Natural Language Installation Scripts
Recently I've been coming across installation scripts written in natural language, meant to be executed by an agent harness. For example, this installation prompt sets up a command to launch Claude Code using OpenRouter. This has some advantages over traditional installation scripts:
Personalization
User preference
The installation prompt includes:
1. Ask me for my OpenRouter API key before making changes.
This could even be extended to open-ended preferences that you couldn't account for with deterministic scripts.
Environment
Beyond customizing for user preferences, it allows customizing for your specific environment:
add it to my shell profile as `OPENROUTER_API_KEY`,
unless a better local convention already exists.
Extensibility
Implementation examples:
PowerShell function should look like this:
...
zsh/bash function should look like this:
...
Now this single prompt works for not only for Powershell, zsh, and bash, but for any shell that will ever exist.

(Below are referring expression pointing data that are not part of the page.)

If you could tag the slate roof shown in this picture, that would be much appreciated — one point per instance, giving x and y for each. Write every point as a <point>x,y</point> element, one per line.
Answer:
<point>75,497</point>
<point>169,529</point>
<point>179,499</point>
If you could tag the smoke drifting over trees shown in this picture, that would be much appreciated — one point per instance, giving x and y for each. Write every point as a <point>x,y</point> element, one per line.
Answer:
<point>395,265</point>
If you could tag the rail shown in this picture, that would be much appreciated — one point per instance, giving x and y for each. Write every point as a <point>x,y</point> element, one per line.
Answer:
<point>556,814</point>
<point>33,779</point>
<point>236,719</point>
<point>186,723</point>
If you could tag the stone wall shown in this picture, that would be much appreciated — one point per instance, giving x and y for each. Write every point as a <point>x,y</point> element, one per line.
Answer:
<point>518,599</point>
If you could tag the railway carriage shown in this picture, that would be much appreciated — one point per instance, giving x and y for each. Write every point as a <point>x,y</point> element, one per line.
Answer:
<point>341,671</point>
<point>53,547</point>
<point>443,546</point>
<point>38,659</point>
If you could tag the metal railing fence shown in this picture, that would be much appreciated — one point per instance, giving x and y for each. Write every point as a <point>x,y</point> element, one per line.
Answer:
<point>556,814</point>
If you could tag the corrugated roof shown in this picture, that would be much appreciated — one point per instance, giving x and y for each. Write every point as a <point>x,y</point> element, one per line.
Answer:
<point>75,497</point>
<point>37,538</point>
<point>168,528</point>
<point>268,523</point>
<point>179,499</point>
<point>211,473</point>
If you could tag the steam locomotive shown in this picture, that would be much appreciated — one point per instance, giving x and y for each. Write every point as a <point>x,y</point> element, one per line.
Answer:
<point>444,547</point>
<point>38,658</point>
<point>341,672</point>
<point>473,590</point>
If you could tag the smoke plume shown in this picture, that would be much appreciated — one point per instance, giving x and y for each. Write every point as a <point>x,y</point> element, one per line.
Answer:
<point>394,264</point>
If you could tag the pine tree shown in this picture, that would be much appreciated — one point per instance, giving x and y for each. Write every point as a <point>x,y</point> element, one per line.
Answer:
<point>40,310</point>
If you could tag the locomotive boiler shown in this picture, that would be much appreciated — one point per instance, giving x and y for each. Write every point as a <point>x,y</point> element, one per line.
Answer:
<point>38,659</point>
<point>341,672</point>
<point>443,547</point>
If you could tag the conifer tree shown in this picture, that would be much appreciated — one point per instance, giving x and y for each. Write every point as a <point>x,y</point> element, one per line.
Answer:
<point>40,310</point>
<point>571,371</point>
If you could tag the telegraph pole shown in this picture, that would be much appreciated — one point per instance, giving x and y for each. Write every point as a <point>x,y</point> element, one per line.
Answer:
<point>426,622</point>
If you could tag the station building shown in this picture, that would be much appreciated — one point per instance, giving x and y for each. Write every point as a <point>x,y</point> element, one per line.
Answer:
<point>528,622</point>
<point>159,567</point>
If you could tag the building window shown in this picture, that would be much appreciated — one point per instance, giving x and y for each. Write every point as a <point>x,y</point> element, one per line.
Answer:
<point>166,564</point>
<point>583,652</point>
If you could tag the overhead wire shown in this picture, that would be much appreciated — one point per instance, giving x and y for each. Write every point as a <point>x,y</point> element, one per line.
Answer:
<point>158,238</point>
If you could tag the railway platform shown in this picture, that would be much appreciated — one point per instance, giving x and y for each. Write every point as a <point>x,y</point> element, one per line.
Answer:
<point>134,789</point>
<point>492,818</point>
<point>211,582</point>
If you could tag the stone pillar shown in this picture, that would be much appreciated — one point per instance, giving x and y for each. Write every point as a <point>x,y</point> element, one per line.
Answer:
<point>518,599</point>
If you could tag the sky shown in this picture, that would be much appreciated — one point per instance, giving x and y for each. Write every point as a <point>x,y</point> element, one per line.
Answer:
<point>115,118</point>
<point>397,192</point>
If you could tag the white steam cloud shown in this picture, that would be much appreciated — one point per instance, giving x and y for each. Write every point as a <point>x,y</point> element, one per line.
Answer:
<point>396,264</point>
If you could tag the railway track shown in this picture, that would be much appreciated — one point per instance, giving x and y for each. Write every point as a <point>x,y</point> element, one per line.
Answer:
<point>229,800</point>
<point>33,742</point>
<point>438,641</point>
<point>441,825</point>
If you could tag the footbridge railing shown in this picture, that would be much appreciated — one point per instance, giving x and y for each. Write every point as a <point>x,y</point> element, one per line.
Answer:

The biggest drawback I can think of is security. On one hand, the installation being a natural language prompt makes it harder to obfuscate malicious instructions. But on the other hand, the attack surface has increased: any file or prompt the agent encounters could potentially inject an instruction.
In general, these installation prompts feel more declarative than their script counterparts. You get to describe the goal at a high level rather than worry about implementation details, and I really like that.